The “Endless Trip”: Psychopathology and psychopharmacology in the Hallucinogen Persisting Perception Disorder (HPPD)
European Psychiatry – March 01, 2016
Source: OpenAlex
Summary
Hallucinogen Persisting Perception Disorder (HPPD) causes profound, lasting visual disturbances and psychopathology, a challenging condition in psychiatry. Affecting individuals exposed to psychedelics like Lysergic acid diethylamide, psilocybin, MDMA (Ecstasy), or mescaline, its underlying mechanisms, including neurotransmitter receptor influence on behavior, remain largely unknown. Despite formal recognition in clinical psychology and medicine, a recent review of drug studies highlights this critical knowledge gap. Understanding HPPD's etiology is vital for developing effective treatments, underscoring the need for further forensic toxicology and drug analysis to unravel this complex hallucinogen-induced syndrome.
Abstract
Introduction Hallucinogen Persisting Perception Disorder (HPPD) is a syndrome characterized by prolonged or reoccurring perceptual symptoms, reminiscent of acute hallucinogen effects.
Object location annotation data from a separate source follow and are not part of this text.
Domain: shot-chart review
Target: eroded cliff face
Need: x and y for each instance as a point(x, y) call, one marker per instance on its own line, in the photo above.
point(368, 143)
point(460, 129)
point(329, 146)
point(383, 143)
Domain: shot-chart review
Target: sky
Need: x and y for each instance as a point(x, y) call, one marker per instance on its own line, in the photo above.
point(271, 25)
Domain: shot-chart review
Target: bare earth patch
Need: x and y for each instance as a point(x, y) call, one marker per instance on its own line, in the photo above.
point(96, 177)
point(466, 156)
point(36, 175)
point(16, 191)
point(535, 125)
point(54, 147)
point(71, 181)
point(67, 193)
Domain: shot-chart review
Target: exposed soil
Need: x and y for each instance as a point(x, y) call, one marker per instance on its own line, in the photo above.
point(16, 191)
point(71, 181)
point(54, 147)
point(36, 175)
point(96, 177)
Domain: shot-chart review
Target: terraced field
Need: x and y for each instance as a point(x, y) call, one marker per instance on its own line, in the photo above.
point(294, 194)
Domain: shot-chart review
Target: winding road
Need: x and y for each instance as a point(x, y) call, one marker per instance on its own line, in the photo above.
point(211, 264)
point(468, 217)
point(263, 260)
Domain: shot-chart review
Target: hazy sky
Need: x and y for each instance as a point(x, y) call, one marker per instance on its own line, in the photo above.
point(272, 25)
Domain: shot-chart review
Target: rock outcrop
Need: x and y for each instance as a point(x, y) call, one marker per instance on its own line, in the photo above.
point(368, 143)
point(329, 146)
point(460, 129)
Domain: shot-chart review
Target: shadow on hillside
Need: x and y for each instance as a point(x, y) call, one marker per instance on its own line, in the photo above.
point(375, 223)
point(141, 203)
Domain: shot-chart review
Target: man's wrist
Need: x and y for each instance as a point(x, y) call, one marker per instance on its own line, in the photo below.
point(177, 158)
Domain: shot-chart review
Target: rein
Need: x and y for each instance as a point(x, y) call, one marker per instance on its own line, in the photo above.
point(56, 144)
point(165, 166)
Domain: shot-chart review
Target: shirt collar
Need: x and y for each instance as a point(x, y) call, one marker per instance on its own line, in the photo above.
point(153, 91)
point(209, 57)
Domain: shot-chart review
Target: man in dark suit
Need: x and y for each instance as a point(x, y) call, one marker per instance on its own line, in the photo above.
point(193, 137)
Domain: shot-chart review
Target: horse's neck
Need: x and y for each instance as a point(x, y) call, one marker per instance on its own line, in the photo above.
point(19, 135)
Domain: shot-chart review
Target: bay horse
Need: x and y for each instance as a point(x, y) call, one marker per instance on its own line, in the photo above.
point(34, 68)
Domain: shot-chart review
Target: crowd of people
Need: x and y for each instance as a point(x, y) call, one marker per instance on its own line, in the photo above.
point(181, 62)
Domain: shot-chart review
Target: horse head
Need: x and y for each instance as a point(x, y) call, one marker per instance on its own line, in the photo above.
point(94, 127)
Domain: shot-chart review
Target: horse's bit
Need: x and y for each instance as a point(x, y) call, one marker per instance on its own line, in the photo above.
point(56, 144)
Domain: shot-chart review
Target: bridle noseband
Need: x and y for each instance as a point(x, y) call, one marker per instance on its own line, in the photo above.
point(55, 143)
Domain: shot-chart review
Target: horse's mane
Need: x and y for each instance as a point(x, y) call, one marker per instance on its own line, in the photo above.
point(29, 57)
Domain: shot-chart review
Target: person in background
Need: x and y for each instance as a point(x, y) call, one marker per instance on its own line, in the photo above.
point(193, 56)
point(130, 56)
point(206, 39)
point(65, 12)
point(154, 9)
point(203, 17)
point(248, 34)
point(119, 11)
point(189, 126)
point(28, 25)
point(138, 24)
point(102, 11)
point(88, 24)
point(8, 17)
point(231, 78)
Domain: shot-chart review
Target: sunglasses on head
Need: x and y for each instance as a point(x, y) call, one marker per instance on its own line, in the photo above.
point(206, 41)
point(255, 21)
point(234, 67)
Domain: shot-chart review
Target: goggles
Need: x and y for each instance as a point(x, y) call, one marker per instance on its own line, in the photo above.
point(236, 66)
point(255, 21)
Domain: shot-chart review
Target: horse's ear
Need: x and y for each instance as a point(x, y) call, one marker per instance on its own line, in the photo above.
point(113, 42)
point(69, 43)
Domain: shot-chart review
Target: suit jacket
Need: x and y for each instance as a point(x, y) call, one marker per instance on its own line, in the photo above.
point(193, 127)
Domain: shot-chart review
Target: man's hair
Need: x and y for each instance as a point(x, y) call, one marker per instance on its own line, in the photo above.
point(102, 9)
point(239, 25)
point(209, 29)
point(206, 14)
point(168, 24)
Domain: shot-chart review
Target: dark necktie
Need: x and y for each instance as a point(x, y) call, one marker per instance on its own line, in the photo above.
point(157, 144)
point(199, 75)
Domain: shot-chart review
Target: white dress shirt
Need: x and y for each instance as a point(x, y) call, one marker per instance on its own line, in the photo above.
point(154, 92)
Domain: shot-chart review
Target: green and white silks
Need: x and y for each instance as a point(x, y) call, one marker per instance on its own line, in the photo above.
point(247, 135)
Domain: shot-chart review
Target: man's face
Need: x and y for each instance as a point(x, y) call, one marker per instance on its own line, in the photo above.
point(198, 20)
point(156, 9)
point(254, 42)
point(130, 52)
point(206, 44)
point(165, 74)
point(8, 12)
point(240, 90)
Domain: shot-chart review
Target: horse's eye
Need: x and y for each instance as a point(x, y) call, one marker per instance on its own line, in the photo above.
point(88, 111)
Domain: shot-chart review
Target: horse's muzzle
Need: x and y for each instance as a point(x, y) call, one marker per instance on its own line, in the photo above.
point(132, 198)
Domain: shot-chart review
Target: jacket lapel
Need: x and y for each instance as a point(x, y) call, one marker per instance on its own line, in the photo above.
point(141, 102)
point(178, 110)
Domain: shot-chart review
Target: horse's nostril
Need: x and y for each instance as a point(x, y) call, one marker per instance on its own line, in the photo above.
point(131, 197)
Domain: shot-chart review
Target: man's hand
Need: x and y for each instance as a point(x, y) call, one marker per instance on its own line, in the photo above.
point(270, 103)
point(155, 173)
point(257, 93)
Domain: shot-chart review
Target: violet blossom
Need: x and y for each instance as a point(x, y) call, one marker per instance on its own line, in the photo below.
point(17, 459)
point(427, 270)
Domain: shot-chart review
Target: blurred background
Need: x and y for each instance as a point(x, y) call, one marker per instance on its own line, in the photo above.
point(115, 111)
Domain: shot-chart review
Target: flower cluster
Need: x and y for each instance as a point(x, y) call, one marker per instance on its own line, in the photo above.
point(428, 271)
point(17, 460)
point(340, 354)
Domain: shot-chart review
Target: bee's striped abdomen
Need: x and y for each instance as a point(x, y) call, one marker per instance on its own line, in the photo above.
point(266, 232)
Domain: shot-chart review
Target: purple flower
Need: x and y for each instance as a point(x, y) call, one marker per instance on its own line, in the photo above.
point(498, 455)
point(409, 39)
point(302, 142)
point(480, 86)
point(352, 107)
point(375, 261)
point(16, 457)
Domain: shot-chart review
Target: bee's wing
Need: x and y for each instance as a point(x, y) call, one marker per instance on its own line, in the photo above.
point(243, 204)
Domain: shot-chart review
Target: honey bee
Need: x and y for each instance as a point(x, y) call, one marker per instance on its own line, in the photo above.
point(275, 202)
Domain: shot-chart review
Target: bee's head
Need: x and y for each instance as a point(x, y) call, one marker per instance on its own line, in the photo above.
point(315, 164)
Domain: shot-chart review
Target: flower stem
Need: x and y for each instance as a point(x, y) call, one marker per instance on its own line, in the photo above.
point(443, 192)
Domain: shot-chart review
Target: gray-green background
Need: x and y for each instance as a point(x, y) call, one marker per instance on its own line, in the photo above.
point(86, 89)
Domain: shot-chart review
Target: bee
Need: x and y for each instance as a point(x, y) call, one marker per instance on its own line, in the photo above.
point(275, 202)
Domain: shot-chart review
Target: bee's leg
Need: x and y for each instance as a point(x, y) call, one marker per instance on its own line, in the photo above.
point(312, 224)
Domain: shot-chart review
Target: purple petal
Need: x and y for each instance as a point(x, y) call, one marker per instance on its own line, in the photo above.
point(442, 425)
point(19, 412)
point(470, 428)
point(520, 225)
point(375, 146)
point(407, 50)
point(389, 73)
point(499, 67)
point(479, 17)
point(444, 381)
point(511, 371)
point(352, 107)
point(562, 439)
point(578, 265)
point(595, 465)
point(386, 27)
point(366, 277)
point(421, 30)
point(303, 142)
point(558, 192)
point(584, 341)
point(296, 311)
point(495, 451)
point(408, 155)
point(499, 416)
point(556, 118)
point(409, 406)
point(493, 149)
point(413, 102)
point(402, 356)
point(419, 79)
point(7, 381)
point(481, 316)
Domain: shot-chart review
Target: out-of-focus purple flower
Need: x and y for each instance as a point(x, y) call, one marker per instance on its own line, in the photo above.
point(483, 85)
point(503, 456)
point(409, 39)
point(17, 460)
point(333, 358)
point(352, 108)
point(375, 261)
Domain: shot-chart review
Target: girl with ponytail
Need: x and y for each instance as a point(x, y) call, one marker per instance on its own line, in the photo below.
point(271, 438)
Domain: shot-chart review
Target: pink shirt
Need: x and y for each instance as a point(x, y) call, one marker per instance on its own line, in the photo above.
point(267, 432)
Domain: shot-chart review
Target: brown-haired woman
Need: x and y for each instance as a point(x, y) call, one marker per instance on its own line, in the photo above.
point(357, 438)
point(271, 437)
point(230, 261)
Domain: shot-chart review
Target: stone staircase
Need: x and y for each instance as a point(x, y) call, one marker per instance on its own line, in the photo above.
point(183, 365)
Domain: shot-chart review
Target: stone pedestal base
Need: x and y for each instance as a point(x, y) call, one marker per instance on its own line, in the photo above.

HPPD was associated with a broader range of LSD (lysergic acid diethylamide)-like substances, including cannabis, MDMA (methylenedioxymethamphetamine), psilocybin, mescaline and other psychostimulants. Symptomatology mainly comprises visual disorders (i.e., geometric pseudo-hallucinations, halos, flashes of colours/lights, motion-perception deficits, afterimages, micropsy, more acute awareness of floaters, etc.), even though depressive symptoms and thought disorders may be comorbidly present. Objective Although HPPD was firstly described in 1954, it was definitely established as a syndrome in 2000 with the revised forth version of the Diagnostic and Statistical Manual of Mental Disorders (DSM-IV-TR). However, neuronal substrate, risk factors, aetiology and pathogenesis of HPPD remains still unknown and under investigation. Furthermore, there are still open questions about its pharmacological targets. Aims A critical review on psychopathological bases, etiological hypothesis and psychopharmacological approaches towards HPPD was here provided. Methods A systematic literature search on PubMed/Medline, GoogleScholar and Scopus databases without time restrictions, by using a specific set of keywords was here carried out. In addition, a case report was here described. Results and conclusions Pharmacological and clinical issues are here considered and practical psychopharmacological recommendations and clinical guidelines here suggested. Disclosure of interest The authors have not supplied their declaration of competing interest.